Lough has the speed to steal bases (though not always the savvy to keep a high SB rate), and is a plus defender at the corner outfield positions. He’s serviceable as a backup center fielder, but it is not his forte.
Meanwhile, Danny Valencia managed to resurrect his career in Baltimore as a part-time player, mashing left handed pitching, and serving as one of the few designated hitter candidates that could be trusted in the late portion of the 2013 season. After appearing in only 52 games in 2013, Valencia’s value to the Orioles in 2014 seemed to be on the rise, as he was a possible stopgap at third base until Manny Machado could return, and the club made no discernible effort to get a real DH.

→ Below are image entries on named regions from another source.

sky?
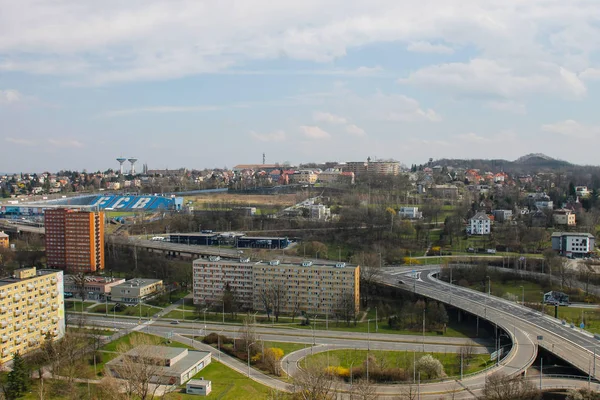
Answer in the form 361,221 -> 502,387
0,0 -> 600,172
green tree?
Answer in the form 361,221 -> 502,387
5,352 -> 29,400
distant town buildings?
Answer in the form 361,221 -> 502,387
193,257 -> 360,315
343,158 -> 400,176
398,207 -> 423,219
0,267 -> 65,363
44,208 -> 104,273
467,212 -> 492,235
552,208 -> 577,226
552,232 -> 596,258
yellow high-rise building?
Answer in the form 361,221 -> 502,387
0,267 -> 65,363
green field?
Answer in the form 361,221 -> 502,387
65,300 -> 98,312
165,359 -> 271,400
544,306 -> 600,334
302,349 -> 491,376
90,303 -> 162,318
67,326 -> 115,336
100,332 -> 192,351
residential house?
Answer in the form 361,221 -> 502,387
467,212 -> 492,235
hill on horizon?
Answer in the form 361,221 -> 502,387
432,153 -> 583,173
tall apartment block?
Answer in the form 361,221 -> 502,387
0,267 -> 65,363
193,257 -> 360,315
44,208 -> 104,273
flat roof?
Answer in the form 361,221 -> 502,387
114,278 -> 162,288
552,232 -> 594,238
169,232 -> 219,237
238,236 -> 288,240
126,344 -> 187,360
106,346 -> 210,376
194,258 -> 359,269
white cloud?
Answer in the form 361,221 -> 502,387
0,89 -> 24,105
103,106 -> 220,117
346,124 -> 367,136
541,119 -> 600,139
300,125 -> 331,139
48,138 -> 84,148
0,0 -> 600,84
376,93 -> 442,122
398,58 -> 586,98
250,130 -> 285,142
579,68 -> 600,81
485,100 -> 527,115
406,41 -> 454,54
5,137 -> 37,146
313,111 -> 348,125
455,130 -> 517,146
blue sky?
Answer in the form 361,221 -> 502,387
0,0 -> 600,171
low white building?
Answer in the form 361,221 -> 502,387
185,378 -> 212,396
467,212 -> 492,235
398,207 -> 423,219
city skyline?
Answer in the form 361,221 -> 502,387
0,0 -> 600,172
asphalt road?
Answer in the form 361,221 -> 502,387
384,268 -> 600,378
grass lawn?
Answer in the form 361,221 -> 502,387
471,280 -> 543,303
164,309 -> 475,337
65,300 -> 98,312
545,306 -> 600,333
100,332 -> 192,351
302,349 -> 492,376
165,359 -> 271,400
90,303 -> 162,317
67,326 -> 115,336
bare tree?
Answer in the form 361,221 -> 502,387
236,317 -> 256,351
336,292 -> 356,326
480,373 -> 541,400
350,379 -> 379,400
269,282 -> 287,321
293,362 -> 337,400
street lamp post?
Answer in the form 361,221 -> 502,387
519,285 -> 525,306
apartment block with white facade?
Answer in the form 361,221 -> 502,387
552,232 -> 596,257
467,212 -> 492,235
193,257 -> 360,315
193,256 -> 254,309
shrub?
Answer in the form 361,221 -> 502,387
202,332 -> 219,344
415,354 -> 444,379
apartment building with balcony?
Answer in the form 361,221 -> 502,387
44,208 -> 104,273
193,257 -> 360,315
0,267 -> 65,363
193,256 -> 254,309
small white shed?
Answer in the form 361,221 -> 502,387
185,378 -> 211,396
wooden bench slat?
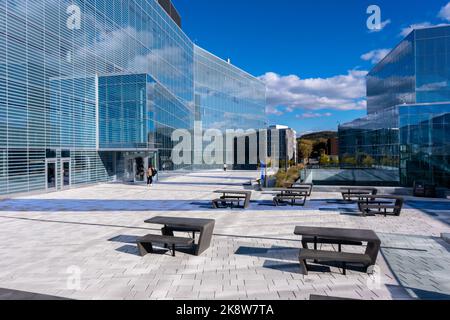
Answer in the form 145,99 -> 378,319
302,237 -> 363,249
137,234 -> 194,245
299,249 -> 372,266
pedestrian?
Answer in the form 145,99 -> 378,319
147,165 -> 156,187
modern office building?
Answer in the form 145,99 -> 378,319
267,125 -> 298,168
194,46 -> 267,168
0,0 -> 265,195
339,26 -> 450,187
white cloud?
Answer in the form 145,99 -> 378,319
260,70 -> 367,115
369,19 -> 392,33
438,2 -> 450,21
297,112 -> 333,119
400,22 -> 447,37
266,105 -> 283,116
361,49 -> 391,64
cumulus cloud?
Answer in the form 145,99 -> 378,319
369,19 -> 392,33
438,2 -> 450,21
259,70 -> 367,115
361,49 -> 391,64
297,112 -> 333,119
400,22 -> 432,37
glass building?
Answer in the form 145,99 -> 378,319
194,46 -> 267,168
0,0 -> 265,195
339,26 -> 450,187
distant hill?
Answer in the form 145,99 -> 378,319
300,131 -> 338,140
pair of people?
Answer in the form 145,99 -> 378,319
147,166 -> 158,186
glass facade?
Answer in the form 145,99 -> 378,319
0,0 -> 266,194
339,26 -> 450,187
339,108 -> 399,168
194,46 -> 267,167
399,104 -> 450,188
367,32 -> 416,114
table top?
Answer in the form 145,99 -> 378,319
294,227 -> 381,243
145,217 -> 216,228
214,190 -> 252,195
341,187 -> 377,191
272,188 -> 308,193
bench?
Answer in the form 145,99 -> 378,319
342,188 -> 378,201
299,249 -> 372,276
358,196 -> 405,217
213,197 -> 245,209
273,193 -> 306,207
309,294 -> 357,301
302,237 -> 363,252
288,183 -> 314,197
136,234 -> 194,257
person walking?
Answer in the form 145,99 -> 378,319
147,165 -> 156,187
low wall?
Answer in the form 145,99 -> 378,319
305,169 -> 400,186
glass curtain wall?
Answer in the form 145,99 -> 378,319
194,46 -> 267,167
0,0 -> 194,194
400,104 -> 450,188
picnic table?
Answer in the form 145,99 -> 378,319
294,227 -> 381,274
145,217 -> 216,256
213,190 -> 252,209
358,195 -> 405,216
341,187 -> 378,201
272,187 -> 309,206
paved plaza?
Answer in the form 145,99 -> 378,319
0,171 -> 450,300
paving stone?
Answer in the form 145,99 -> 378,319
0,171 -> 450,300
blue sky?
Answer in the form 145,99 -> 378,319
173,0 -> 450,133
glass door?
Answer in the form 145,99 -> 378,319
61,159 -> 71,188
45,161 -> 56,191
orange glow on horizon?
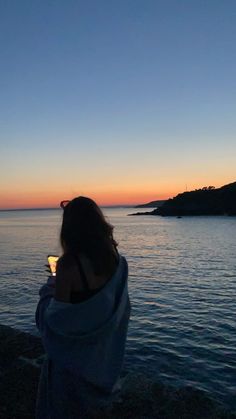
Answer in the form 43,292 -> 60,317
0,182 -> 232,210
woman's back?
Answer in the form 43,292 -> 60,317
36,197 -> 130,419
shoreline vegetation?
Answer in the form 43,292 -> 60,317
0,325 -> 236,419
129,182 -> 236,217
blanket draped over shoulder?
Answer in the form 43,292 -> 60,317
36,256 -> 130,419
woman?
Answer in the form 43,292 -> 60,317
36,197 -> 130,419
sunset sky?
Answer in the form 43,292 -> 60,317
0,0 -> 236,209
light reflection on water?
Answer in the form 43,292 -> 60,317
0,208 -> 236,408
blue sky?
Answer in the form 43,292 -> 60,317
0,0 -> 236,207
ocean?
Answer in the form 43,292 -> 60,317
0,208 -> 236,409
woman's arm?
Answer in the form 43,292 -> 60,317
35,276 -> 55,333
55,254 -> 79,303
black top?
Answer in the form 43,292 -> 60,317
70,257 -> 104,304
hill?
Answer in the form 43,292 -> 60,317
130,182 -> 236,216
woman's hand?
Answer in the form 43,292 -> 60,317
55,254 -> 78,303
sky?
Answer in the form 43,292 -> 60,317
0,0 -> 236,209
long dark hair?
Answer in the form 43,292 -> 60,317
60,196 -> 117,275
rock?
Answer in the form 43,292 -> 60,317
0,325 -> 236,419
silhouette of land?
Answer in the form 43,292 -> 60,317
0,325 -> 236,419
135,200 -> 166,208
129,182 -> 236,217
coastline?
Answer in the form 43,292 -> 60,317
0,324 -> 236,419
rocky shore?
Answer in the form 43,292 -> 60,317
0,325 -> 236,419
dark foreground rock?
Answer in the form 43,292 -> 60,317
0,325 -> 236,419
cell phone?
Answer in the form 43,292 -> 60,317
48,255 -> 59,276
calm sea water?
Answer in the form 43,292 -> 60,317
0,208 -> 236,408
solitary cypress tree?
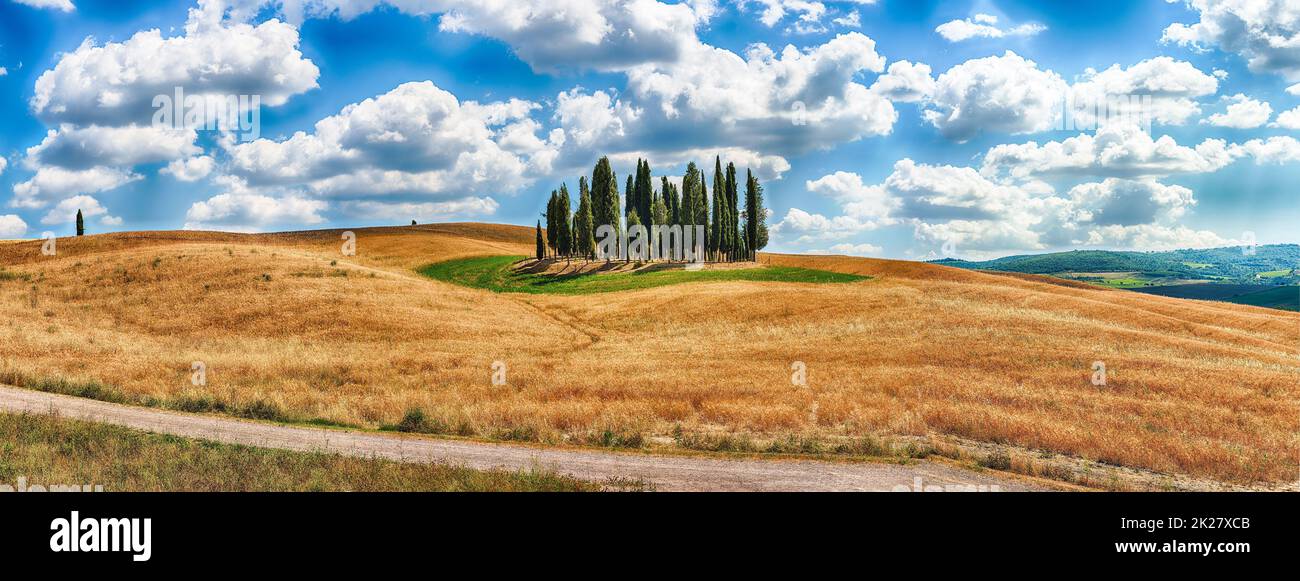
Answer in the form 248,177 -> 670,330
537,220 -> 546,260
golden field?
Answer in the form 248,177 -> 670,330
0,224 -> 1300,485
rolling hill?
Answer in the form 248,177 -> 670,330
0,224 -> 1300,484
935,244 -> 1300,311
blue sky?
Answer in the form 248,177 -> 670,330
0,0 -> 1300,259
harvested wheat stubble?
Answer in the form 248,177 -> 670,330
0,224 -> 1300,482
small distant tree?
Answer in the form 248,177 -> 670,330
537,220 -> 546,260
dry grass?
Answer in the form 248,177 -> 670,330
0,225 -> 1300,484
0,413 -> 605,493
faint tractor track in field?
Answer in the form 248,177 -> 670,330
0,386 -> 1049,491
512,292 -> 601,354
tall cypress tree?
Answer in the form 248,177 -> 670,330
555,183 -> 573,256
745,169 -> 767,260
709,156 -> 727,257
637,160 -> 655,229
573,177 -> 595,259
623,172 -> 640,217
537,220 -> 546,260
681,161 -> 697,227
546,190 -> 560,253
660,175 -> 681,225
592,157 -> 623,260
725,161 -> 740,260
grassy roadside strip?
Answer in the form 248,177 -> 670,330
416,256 -> 868,295
0,413 -> 644,493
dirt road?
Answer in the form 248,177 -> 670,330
0,386 -> 1041,491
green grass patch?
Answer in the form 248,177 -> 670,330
1258,269 -> 1295,278
417,256 -> 870,295
1229,286 -> 1300,311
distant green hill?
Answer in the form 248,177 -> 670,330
933,244 -> 1300,311
935,244 -> 1300,285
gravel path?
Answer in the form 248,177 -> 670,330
0,386 -> 1043,491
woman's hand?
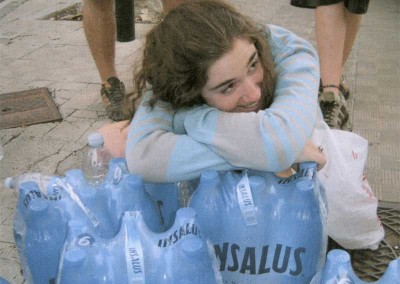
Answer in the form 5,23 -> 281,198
295,140 -> 326,170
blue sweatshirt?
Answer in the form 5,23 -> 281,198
125,25 -> 319,182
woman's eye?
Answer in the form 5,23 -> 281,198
221,83 -> 235,94
249,60 -> 259,72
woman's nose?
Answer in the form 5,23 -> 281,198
241,79 -> 261,103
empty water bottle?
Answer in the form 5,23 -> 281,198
83,132 -> 111,185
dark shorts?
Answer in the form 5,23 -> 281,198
290,0 -> 369,14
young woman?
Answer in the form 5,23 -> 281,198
125,0 -> 325,182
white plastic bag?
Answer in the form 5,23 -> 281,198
312,120 -> 384,249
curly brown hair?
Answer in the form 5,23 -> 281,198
130,0 -> 275,115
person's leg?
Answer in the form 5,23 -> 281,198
315,2 -> 346,94
342,9 -> 362,68
315,2 -> 349,129
162,0 -> 187,14
83,0 -> 117,87
83,0 -> 130,121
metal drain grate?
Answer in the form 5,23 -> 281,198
349,206 -> 400,282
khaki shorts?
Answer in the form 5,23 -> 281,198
290,0 -> 369,14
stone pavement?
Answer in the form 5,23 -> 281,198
0,0 -> 400,283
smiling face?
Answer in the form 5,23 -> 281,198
202,38 -> 264,112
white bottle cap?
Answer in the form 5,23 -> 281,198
88,132 -> 104,148
4,177 -> 15,188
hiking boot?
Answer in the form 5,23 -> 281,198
318,92 -> 349,129
339,75 -> 350,100
319,75 -> 350,100
100,77 -> 130,121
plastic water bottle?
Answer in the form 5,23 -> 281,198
83,132 -> 111,185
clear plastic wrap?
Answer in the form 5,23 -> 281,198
311,249 -> 400,284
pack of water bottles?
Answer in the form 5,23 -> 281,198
6,134 -> 400,284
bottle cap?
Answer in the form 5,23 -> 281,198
4,177 -> 15,188
88,132 -> 104,148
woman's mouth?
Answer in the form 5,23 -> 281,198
238,101 -> 260,112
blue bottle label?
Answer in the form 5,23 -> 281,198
236,172 -> 257,226
125,232 -> 145,284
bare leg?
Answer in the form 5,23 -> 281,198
315,2 -> 346,94
162,0 -> 185,13
342,9 -> 362,68
83,0 -> 117,87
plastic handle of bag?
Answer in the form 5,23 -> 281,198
236,171 -> 257,226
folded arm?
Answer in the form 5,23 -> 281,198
125,92 -> 235,182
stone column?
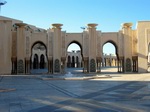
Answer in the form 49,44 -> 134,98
88,23 -> 98,72
61,57 -> 66,73
0,20 -> 12,74
123,23 -> 132,72
48,56 -> 53,73
16,23 -> 26,74
52,24 -> 62,74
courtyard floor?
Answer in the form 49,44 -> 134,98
0,69 -> 150,112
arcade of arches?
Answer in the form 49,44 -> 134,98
0,16 -> 150,74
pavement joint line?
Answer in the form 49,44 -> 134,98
29,81 -> 139,112
42,83 -> 80,98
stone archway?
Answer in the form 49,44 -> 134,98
101,40 -> 120,73
30,41 -> 48,74
66,40 -> 83,73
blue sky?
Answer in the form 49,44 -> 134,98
1,0 -> 150,52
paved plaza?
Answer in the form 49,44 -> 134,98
0,70 -> 150,112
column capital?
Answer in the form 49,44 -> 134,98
87,23 -> 98,28
52,23 -> 63,28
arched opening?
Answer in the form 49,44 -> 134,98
33,54 -> 39,69
40,54 -> 45,69
66,41 -> 83,73
101,41 -> 118,73
30,42 -> 48,74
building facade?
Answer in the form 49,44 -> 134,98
0,16 -> 150,74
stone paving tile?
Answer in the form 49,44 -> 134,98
0,74 -> 150,112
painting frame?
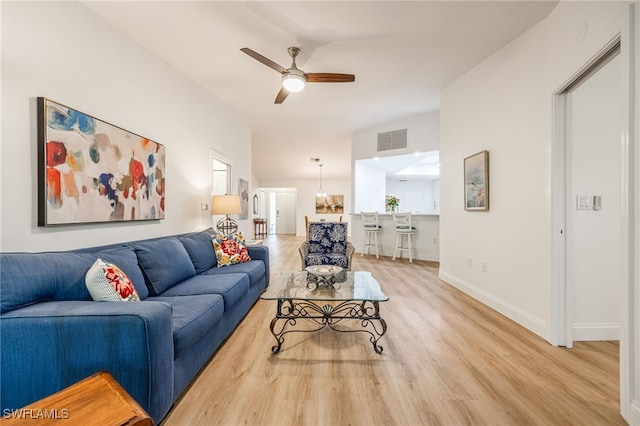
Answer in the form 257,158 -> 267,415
36,97 -> 166,227
238,178 -> 249,220
464,150 -> 489,211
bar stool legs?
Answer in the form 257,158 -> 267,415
360,229 -> 381,259
391,231 -> 415,263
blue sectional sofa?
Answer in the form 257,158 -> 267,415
0,229 -> 269,423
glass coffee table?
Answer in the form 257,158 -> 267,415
260,271 -> 389,354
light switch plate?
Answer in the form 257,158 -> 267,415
576,195 -> 593,210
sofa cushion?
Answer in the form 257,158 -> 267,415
85,259 -> 140,302
213,235 -> 251,267
134,237 -> 196,296
148,294 -> 224,359
161,268 -> 250,311
0,248 -> 147,313
178,228 -> 216,274
202,260 -> 266,287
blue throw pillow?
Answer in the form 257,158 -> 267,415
134,237 -> 196,296
178,228 -> 216,274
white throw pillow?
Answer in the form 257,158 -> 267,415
84,259 -> 140,302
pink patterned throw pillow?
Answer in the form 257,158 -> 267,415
85,259 -> 140,302
213,234 -> 251,268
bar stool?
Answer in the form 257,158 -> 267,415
392,212 -> 416,263
360,212 -> 382,259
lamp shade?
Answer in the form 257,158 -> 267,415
211,195 -> 242,214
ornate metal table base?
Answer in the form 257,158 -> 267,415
271,299 -> 387,354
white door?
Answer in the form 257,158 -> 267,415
275,192 -> 296,235
566,46 -> 622,341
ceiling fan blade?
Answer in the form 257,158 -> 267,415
305,72 -> 356,83
240,47 -> 286,74
274,87 -> 289,104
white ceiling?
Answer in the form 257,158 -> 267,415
84,1 -> 557,182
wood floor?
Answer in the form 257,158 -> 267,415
163,236 -> 626,426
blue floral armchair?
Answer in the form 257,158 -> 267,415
298,222 -> 355,270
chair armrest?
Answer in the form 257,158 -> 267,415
345,242 -> 356,271
0,301 -> 174,421
298,241 -> 309,271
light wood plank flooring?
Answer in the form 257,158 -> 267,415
163,236 -> 625,426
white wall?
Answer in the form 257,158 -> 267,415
353,161 -> 387,213
440,2 -> 624,338
440,2 -> 640,424
0,2 -> 252,251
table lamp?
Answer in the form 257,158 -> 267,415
211,195 -> 242,235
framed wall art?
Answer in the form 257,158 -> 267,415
238,179 -> 249,220
464,150 -> 489,211
37,97 -> 165,226
316,195 -> 344,214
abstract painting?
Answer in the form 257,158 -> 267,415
38,97 -> 165,226
316,195 -> 344,214
238,179 -> 249,220
464,151 -> 489,211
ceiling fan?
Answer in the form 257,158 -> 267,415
240,47 -> 356,104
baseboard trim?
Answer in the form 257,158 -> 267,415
571,323 -> 620,342
438,269 -> 548,340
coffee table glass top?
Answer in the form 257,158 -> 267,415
260,271 -> 389,302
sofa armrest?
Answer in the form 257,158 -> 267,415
298,241 -> 309,271
0,301 -> 174,422
345,242 -> 356,271
247,246 -> 270,285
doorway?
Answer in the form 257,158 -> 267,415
553,40 -> 625,347
265,188 -> 297,235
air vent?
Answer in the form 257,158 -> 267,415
378,129 -> 407,151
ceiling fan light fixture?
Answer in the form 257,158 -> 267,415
282,70 -> 307,93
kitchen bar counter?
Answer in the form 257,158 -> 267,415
350,213 -> 440,262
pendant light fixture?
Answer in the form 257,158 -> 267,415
316,164 -> 327,197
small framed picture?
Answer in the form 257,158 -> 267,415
464,150 -> 489,211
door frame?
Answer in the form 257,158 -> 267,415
547,2 -> 640,424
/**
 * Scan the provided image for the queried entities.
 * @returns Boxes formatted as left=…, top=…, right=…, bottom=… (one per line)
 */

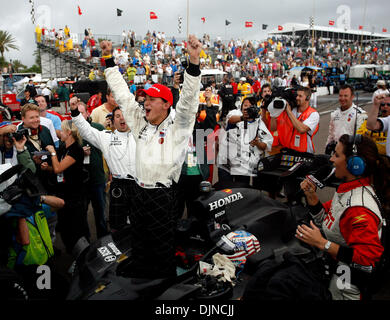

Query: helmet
left=217, top=230, right=260, bottom=267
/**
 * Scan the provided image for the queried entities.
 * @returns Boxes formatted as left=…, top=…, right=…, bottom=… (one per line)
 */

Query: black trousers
left=108, top=178, right=136, bottom=231
left=129, top=183, right=178, bottom=279
left=57, top=192, right=90, bottom=254
left=178, top=174, right=204, bottom=219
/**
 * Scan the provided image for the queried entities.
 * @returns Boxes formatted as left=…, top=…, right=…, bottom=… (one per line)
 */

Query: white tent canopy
left=268, top=22, right=390, bottom=39
left=13, top=77, right=30, bottom=87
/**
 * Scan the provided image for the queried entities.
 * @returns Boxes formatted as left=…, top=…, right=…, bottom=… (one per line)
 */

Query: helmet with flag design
left=217, top=230, right=260, bottom=267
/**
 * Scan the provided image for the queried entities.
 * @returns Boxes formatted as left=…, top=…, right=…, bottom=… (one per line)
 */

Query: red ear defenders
left=347, top=134, right=366, bottom=176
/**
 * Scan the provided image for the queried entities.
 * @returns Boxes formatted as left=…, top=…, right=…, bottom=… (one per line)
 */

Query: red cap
left=143, top=84, right=173, bottom=106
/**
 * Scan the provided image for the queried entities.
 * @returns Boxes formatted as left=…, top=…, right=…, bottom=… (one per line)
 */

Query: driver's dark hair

That’s what makes the trade a bit of a head scratcher. The Orioles gave up a marginally talented role player for a younger player who has the promise to become a solid major league player. At 27, his window would be short, but it’s a reasonable assumption of risk, given the cost.
So what the hell are we doing here?
Are the Orioles stockpiling unimpressive outfielders in the hope that one will stick when thrown against the wall? How will Lough be used? Will he even come north with the club in March? How will the team replace Valencia’s contributions?
One way that this move makes sense is if the Orioles have decided to have Nolan Reimold serve as the primary designated hitter, in an effort to keep him in the lineup as much as possible. That would allow Lough and Francisco Peguero to serve as the 3rd and 4th outfielders (someone has to win the battle in Spring Training, right?).
Who knows, maybe Dan Duquette has some plan that hasn’t fully played out, and Lough fits in even if a a more prominent player is brought in to man left field (hey, it could happen!). It’s also possible that, with the lack of a blockbuster move, Duquette will put a patchwork of secondary players together, and look for any leftover magic from the 2012 season.